We need mandatory clarity and transparency; not just with regard to the services that these miracles of microchip and satellite technology offer but also the degree to which companies share and exchange their harvest of private data.

We cannot even begin to control the growing army of businesses and industries that monitor what we buy, what we watch on television, where we drive, the debts we pay or fail to pay, our marriages and divorces, our litigations, our health and tax records and all else that may or may not yet exist on some computer tape, if we don't fully understand everything we're signing up for when we avail ourselves of one of these services.


This after an introductory slap at the PATRIOT Act. You know, Ted, I don't really share Homer Simpson's retraction that I quoted in my intro -- I'm not really a fan of yours, on the grounds that you brownnose Henry Kissinger and you subjected me one too many times to the ravings of Cal Thomas -- but you make perfect sense here.

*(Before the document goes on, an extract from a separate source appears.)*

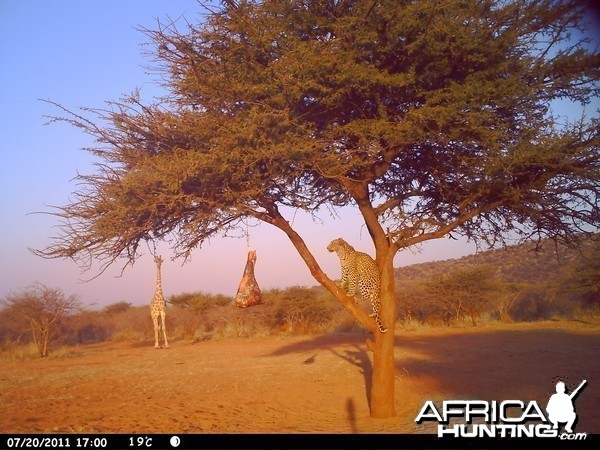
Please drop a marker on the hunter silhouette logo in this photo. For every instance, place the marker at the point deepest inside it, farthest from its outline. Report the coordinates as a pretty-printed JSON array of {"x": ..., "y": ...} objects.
[
  {"x": 560, "y": 407},
  {"x": 506, "y": 418}
]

Even though "privacy" is a constitutionally implicit rather than explicit right, I have no doubt as to the attitude of even the conservative Founders to the various technological assaults on it which are so flagrant today. And, really, there used to be a time conservatives and libertarians actually gave a shit about this sort of thing. No more.

The conservatives and conservatarians of course toe the current party line on privacy; but there are always partisan hacks. What happened to the libertarians? Technophilia, I suspect, is a part of it as is so often the case. Also, the Chamber of Commerce mentality is hard to overcome. They do, indeed, worry about privacy and most consistent libertarians are against the PATRIOT Act, and they deserve credit for that. But when it comes to private snooping, they are ..yes, laissez-faire. They finesse the philosophical question by insisting that such information is given voluntarily. Yet it is not, often because the companies don't inform customers of their information gathering and sharing activities. This is Koppel's point, and it's a good one. But it should be taken further.

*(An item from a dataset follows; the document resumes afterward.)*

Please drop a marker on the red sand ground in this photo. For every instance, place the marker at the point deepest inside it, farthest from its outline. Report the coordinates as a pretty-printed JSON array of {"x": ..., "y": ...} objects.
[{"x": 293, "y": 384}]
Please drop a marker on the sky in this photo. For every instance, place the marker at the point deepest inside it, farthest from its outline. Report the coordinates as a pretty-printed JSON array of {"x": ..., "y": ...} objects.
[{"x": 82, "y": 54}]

I posit that it is a bad thing for such information to be gathered under any circumstances. It can be lost or stolen, as Koppel says. But more importantly, it can always in theory be seized by the government, a propect that becomes more likely when we have a fascist in office (to be fair, put in place by a man I suspect most small-L libertarians voted for) like Ashcroft and Gonzales.

The other argument against private information-gathering is that often, and increasingly, there is not a choice to whether accept it. Libertarians I argue with love to deny it, but there is a such thing as structural coercion. By the design of capital, we are becoming evermore a cashless economy. Hence, credit and debit cards and electronic records. Koppel mentions trackable tollbooth passes. He mentions that they are more convenient, which is true, but he doesn't mention that they are also cheaper, at least in my experience. What is a person to do who must commute? What if you have an emergency and must rent a car? Gotta have a credit card for that. At the bank downstairs, one cannot cash a check or open an account without a fingerprint. These are but examples.